Intensity Modulated Radiation Therapy (IMRT) is a precise technique of external beam radiation that uses computer-generated images of the tumor to determine the size, shape, and location of the area that needs treatment. Helical tomotherapy is a type of IMRT where the radiation aimed at the tumor forms a spiral pattern, while the patient lays on a table that is moved through a machine.
During IMRT-HT treatments, thousands of thin radiation beams that can be programmed to different intensities and angles are aimed at the tumor, and because the radiation is so precisely controlled, IMRT-HT can spare nearby healthy tissues, resulting in fewer side effects than normal external beam radiation. However, associated late-toxicity side effects still exist that can have a big impact on the patients’ life quality and ultimately become a determinant of the amount of maximum radiation emitted towards the tumor, affecting its growth.
In line with this concern, a team of researchers designed a clinical study set to evaluate the acute and moderately-late cardiac and lung toxicities of IMRT-HT for locoregional breast radiation treatment, including the internal mammary nodes, in 30 patients with stage III breast cancers receiving adjuvant chemotherapy, during a non-interrupted radiation period of 5 weeks.
The planning target volumes (PTV) included breast/chest wall, axillary level II, III, infra/supraclavicular and internal mammary nodes clinical target volumes (CTV) plus 3 mm margins, with dose to PTV of 50 Gy in 25 fractions. Acute toxicities were analyzed every week and 2 weeks post treatment using the Common Terminology Criteria for Adverse Events (CTCAV) v3.0.scale, with the heart and lungs being defined as critical organs.
The moderately-late toxicities were assessed clinically and by cardiac myoview perfusion tests preformed at baseline, 3 and 12-month follow-up. Additionally, a chest computed tomography (CT) scan was also preformed at 6-month follow-up.
The researchers observed that in the median follow-up of 58 months, moderately-late side effects were not very frequent. Relatively low skin erythema was observed, mainly grade 1-2 between the 3rd and the 5th week of radiation treatment. Only 4 patients experienced grade 3 skin reactions, mostly seen 2 weeks post radiation, and only 5 patients developed grade 1 or 2 dyspnea, although 3 of them already had symptoms pre-radiation treatment.
Furthermore, cardiac myoview tests done at baseline and 1-year follow-up for 15 out of 18 left sided breast cancers did not show any radiation-related abnormalities.

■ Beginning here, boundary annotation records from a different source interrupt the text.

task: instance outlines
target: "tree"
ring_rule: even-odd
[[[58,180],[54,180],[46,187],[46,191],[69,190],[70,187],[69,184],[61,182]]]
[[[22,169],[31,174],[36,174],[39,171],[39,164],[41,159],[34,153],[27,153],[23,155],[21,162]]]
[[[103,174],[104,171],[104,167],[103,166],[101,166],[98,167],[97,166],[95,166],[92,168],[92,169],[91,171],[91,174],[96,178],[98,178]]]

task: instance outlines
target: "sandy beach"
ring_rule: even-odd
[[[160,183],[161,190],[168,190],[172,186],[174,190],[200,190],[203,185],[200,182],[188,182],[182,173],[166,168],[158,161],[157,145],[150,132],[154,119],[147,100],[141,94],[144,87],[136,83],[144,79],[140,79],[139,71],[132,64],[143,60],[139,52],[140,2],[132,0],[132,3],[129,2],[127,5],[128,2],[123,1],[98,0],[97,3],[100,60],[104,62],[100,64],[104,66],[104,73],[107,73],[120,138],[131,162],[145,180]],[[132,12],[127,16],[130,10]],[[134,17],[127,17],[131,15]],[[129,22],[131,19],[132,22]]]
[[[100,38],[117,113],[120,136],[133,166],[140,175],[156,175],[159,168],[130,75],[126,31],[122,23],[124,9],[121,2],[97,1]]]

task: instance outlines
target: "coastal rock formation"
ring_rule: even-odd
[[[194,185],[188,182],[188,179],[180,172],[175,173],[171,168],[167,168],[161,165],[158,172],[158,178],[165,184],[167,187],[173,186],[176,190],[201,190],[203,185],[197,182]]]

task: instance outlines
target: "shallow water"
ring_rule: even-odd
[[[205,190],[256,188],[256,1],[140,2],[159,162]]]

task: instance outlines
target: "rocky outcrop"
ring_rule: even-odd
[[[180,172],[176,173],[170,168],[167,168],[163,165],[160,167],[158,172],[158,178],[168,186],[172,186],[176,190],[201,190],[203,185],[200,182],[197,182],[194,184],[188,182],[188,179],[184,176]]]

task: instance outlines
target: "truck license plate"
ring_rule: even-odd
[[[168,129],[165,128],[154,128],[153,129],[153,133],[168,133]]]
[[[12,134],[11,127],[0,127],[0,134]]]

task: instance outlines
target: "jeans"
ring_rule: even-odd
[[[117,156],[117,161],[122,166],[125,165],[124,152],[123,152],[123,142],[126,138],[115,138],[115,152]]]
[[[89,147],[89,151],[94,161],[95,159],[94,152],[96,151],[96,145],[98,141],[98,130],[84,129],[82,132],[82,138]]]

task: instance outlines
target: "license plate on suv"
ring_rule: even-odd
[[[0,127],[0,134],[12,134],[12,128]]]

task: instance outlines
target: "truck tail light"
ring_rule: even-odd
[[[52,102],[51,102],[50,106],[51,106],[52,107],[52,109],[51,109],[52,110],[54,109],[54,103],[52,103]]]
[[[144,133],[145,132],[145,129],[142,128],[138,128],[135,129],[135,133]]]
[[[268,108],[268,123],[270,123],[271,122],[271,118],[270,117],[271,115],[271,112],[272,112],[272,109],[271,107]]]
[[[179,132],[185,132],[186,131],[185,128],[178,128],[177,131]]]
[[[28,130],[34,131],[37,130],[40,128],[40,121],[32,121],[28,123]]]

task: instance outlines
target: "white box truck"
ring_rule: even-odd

The 6-month follow-up chest CT-scans preformed in 25 patients revealed minimal anterior lung fibrosis in 7 patients and were completely normal for the other 18. No locoregional recurrence was recorded, and the 5-year survival was an encouraging 78%.
The results of this clinical trial are important for radiation physicians and promising for breast cancer patients that undergo this treatment. Because IMRT-HT for locoregional breast radiation is very well tolerated with no treatment-related cardiac or respiratory symptoms, it can be used to control tumor growth and eventually help tumor regression with only minimal acute or moderately-late side effects.